Em Brasília, já há quem fale em um “prêmio de consolação” caso a reforma política, ameaçada pela desunião partidária, empaque na Câmara–ao menos para o pleito de 2018.

O PL (Projeto de Lei) 7574/2017 exalta termos como “pleno exercício da soberania popular” e tem um nome sedutor para as massas: “Marco Legal da Democracia Direta”.

Institui a possibilidade de coletar virtualmente assinaturas para propostas que nascem de iniciativa popular (como a Lei da Ficha Limpa) e regulamenta a convocação de plebiscitos e referendos –que poderiam passar a acontecer junto com as eleições, como já é de praxe nos EUA.

Quando tiveram de escolher entre Donald Trump e Hillary Clinton, os americanos também palpitaram sobre maconha recreativa, o uso de sacolinhas plásticas e até se atores pornôs da Califórnia deveriam ser obrigados a usar camisinha no set (este não passou).

No Brasil, uma resolução do TSE (Tribunal Superior Eleitoral) já permite consultas populares simultâneas a pleitos.
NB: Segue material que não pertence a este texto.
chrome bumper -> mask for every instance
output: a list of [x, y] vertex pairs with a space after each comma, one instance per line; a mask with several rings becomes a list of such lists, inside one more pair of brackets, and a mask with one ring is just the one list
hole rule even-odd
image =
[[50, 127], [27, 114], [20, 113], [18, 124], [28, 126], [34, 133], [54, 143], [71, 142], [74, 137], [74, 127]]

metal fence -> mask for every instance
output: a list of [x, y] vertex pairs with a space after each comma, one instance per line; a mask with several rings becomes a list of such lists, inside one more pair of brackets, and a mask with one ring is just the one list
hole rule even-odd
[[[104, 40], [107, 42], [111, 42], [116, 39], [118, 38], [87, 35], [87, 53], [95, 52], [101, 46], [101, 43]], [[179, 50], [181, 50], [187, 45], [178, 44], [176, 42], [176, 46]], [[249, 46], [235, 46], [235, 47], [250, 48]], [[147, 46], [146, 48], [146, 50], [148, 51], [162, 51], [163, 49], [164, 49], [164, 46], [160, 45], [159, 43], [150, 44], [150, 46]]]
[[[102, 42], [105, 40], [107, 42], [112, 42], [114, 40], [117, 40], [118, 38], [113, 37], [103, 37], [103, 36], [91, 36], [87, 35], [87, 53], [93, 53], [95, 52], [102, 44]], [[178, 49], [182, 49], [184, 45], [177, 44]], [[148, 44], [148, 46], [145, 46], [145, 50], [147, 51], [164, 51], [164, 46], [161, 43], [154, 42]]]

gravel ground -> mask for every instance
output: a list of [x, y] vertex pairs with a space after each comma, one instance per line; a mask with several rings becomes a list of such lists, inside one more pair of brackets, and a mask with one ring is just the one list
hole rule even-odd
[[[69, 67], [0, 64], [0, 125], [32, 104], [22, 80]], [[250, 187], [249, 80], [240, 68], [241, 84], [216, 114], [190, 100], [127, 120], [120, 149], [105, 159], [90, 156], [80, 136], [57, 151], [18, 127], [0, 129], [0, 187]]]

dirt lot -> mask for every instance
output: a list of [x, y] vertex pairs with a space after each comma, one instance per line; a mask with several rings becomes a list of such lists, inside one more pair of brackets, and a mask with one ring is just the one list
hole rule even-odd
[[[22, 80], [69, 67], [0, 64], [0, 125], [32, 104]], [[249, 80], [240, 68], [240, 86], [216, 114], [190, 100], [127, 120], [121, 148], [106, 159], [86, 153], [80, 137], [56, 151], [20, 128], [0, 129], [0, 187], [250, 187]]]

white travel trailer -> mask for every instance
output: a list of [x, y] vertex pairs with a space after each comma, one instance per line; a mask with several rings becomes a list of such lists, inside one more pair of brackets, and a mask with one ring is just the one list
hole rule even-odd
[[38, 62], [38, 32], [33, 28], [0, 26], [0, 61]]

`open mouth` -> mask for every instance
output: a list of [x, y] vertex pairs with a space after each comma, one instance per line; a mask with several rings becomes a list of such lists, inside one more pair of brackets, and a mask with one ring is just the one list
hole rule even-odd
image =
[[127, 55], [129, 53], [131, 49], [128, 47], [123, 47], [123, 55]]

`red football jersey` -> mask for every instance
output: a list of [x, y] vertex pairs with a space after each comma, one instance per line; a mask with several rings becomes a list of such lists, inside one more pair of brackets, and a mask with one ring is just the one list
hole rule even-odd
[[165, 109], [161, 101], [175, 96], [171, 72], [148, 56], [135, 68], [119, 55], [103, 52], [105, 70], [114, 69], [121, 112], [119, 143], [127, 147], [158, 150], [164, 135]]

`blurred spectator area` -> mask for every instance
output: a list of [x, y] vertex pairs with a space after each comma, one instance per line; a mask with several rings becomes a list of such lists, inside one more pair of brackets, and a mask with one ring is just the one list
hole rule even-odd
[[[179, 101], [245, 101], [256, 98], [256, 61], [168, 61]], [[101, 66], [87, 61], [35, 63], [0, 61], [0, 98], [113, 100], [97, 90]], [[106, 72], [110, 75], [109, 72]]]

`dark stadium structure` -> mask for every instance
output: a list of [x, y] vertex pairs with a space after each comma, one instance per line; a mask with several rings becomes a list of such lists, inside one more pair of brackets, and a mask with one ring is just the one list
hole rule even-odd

Campinas (SP) estreou a modalidade em 2014, ao votar pela criação de dois novos distritos, que ganharam subprefeituras.

Mas incorporá-la à lei a deixaria menos sujeita a humores políticos. “Um texto normativo pode mudar a qualquer hora”, diz Roberto Pontes, consultor legislativo da Câmara.

Vicente Cândido (PT-SP), relator da reforma política na Casa, define o PL como um triunfo do lema “deixa o povo decidir”. Eleitores paulistanos, por exemplo, opinariam sobre o que fazer do Minhocão.

Na esfera nacional, poderiam entrar em pauta temas polêmicos como voto obrigatório, aborto e doação de empresas a políticos, já vetada pelo Supremo Tribunal Federal.

Outra facilitação: plebiscitos e referendos hoje exigem apoio de um terço dos parlamentares. O PL o reduz a 10% (52 deputados ou 9 senadores, contra a atual demanda de 171 deputados ou 27 senadores).

Um ponto barrado: a possibilidade de o presidente estabelecer essas consultas sem aval do Congresso. “Quem conquistou 50 milhões de votos tem poder de convocar plebiscito. Perdi na comissão, mas pode entrar depois como emenda. De repente o plenário é mais sensível [à ideia]”, diz Cândido.

Mais pacífica foi a discussão sobre priorizar a coleta digital de assinaturas para projetos sugeridos pela sociedade civil, que dependem da adesão de 1% do eleitorado (cerca de 1,5 milhão de pessoas).

Algo nos moldes do aplicativo Mudamos, idealizado pelo ex-juiz Márlon Reis, “pai” da Ficha Limpa. Segundo Pontes, plataformas afins permitem à Câmara e ao TSE checar mais rapidamente a veracidade dos apoios. Hoje, “na prática é quase inviável” conferir as assinaturas físicas em tempo hábil, diz o consultor legislativo.

Por isso ainda não há PL “puro”: uma iniciativa popular que dispense “padrinho político”. “Hoje, chega-se aqui com carrinho de papel [com os apoios], algum parlamentar acolhe, e o projeto começa a tramitar”, afirma Pontes.

Leis como a da Ficha Limpa e também o pacote de dez medidas contra a corrupção podem ter nascido fora de Brasília, mas acabaram adotadas por congressistas. O da corrupção teve entre os idealizadores Deltan Dallagnol, coordenador da força-tarefa da Lava Jato. O procurador acabou lamentando a “desfiguração” do projeto na Câmara.

‘O RODRIGO GOSTOU’

O PL 7574 já foi aprovado na mesma comissão especial em que deputados discutem mudanças mais espinhosas, como o “distritão” e a volta do financiamento empresarial. A Folha conversou com quatro membros do grupo, de diferentes colorações políticas, e todos mostraram simpatia ao texto.

“E o Rodrigo [Maia] gostou muito”, diz Cândido sobre o presidente da Câmara, hoje interino no Planalto. “Se nada mais passar, isso já será uma grande vitória”, afirma Renata Abreu (Podemos-SP).

“Tende a passar”, diz outro integrante da comissão, Chico Alencar (PSOL-RJ). “Mas, claro, não caracterizaria uma reforma política maiúscula: é apenas brechinha para alargar a participação popular no sistema.”